Festive Insights for The Inner Grinch

Here we go again *insert eye roll* All those who have come from dysfunctional families, narcissistic parents and/or abusive childhoods will relate on some level to my take on Christmas.  Going Home doesn’t always make for a fabulous Christmas. As adults, although we have done the work, are still doing the work, know there is work but are trying to avoid the work; the same old questions from others always pop up.  ‘Are you going home for Christmas?’ UGH!

I have used a number of techniques over the years when faced with this question. For the first decade I said NO! in such a fierce tone that the conversation came to a screaming halt.  Then I thought, why am I embarrassed and ashamed? I was the kid, not the abusive adult. For the next few years I decided to try a different way of answering the same questions.  I tried No, I don’t go home, I came from an abusive family and I stopped contact with them 2 decades ago.  I thought if I gave the person questioning enough information maybe they would stop prying.  Nope, my honesty met with responses such as you only get one parent/you’ll be sorry once they are gone and any combination of ill-informed response you can think of.  So I would try to explain further and here’s what I learned, it’s really hard for some people to wrap their heads around you not wanting to be within a cooee of your abusers. 

These days I use the standard, No, they are both dead.  Most people go quiet and opt out of the Spanish inquisition; others say “I’m sorry to hear that”.  For the sorry to hear that situations, I say quietly in my mind, “don’t be, I’m not”.  Although not entirely true, they are dead to me. And this response has always ensured my privacy is maintained. Not all of us want or have any desire to drag up those years we endured abuse, especially with colleagues or acquaintances.
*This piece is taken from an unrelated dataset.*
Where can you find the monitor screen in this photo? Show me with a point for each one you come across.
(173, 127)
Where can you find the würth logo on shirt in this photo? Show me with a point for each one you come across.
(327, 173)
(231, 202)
Christmas with my husband is quiet, peaceful, happy, loving and scream-free. I do go home for Christmas, but the home I have now is my home; the Monster house was never my home, it was merely where I lived for 16 years. 

The work I have done over the years has been phenomenal; there is no anger, there is no emotion attached to the abuse or the abusers at all. There are, however, very clear and non-negotiable boundaries in place.  Most of us that came from childhood trauma have no contact for a myriad of reasons and most of us are truly very happy with that arrangement.  To those Children who are now Adults, I wish you peace in every area of your life. I am proud of you for getting to this day, to this moment. I am in love with who you are and how hard you have had to work at learning to love and nurture yourself as an adult. Remember, they did not break you, they do not own that kind of power.

And to those who keep rapid firing questions; please pay attention to people’s body language. Home is where the heart is, home is where you feel safe, secure and loved and sometimes that is nowhere near the house you were dragged up in.